We’ve all been there. We walk in on our child doing something they shouldn’t be doing, and our mood is suddenly thrown into a negative whirlwind. We chastise, we accuse, we make snap judgements. Our child meanwhile, feeling confronted and uncertain, goes immediately on the defensive. They clam up and refuse to talk, or perhaps they shout. Maybe they run off and begin to do something even more destructive. And we the parent are left standing there in shock, wondering what on earth just happened.
The trouble is, when we only see the behaviour and react without taking a moment to pause, we set ourselves up for failure.
What if we come in and find our child quietly painting the carpet? When we shout or blame, we leave them no room for manoeuvre. They know we have made up our mind and they close themselves off to our words. They feel angry and resentful, and this then leads to further behavioural struggles throughout the rest of the day.
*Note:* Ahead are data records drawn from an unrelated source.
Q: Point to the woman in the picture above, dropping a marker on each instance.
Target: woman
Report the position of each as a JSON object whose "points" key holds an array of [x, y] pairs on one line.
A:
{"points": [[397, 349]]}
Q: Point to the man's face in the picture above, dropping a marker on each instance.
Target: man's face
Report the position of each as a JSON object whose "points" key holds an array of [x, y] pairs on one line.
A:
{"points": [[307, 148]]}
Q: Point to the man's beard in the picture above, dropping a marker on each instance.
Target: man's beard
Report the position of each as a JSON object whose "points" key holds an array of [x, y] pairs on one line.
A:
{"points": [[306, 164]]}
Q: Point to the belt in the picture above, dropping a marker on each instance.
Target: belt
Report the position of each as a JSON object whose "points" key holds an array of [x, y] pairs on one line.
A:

However, what if we come in and pause? What if we take the time to assess their motives and see the world through their eyes? Yes, perhaps they should have known better. Perhaps this act was bought on by an earlier incident where they felt judged and squashed? Or maybe they were simply exploring the materials at hand? Maybe they were curious? Maybe they were feeling a strong urge to create, and this is what they came up with?
But in the first reaction, not only will you never discover what their motives were, but you will also miss out on an opportunity to help them channel their creativity or frustration in other ways, and avoid a repeat of this situation in the future.
So instead, we can pause. We can breath and get ourselves under control, and then, we can connect.
We can sit down beside our child and talk gently. We can ask what they are doing and why. We can voice our disappointment at the damage caused, without blaming or accusing. We can use this opportunity to get closer to our child rather than driving a wedge between one another. And together we can find a solution that doesn’t pit us against each other.
Connecting may seem like the last thing you want to do when you feel angry or disappointed, but it is the one tool that will enable your message to get through and help your child want to do the right thing next time.
So connect before you correct. Use connection to build a strong and trusting relationship so you and your child can eliminate conflict and instead work together in partnership. And soon those behavioural issues will start to melt away.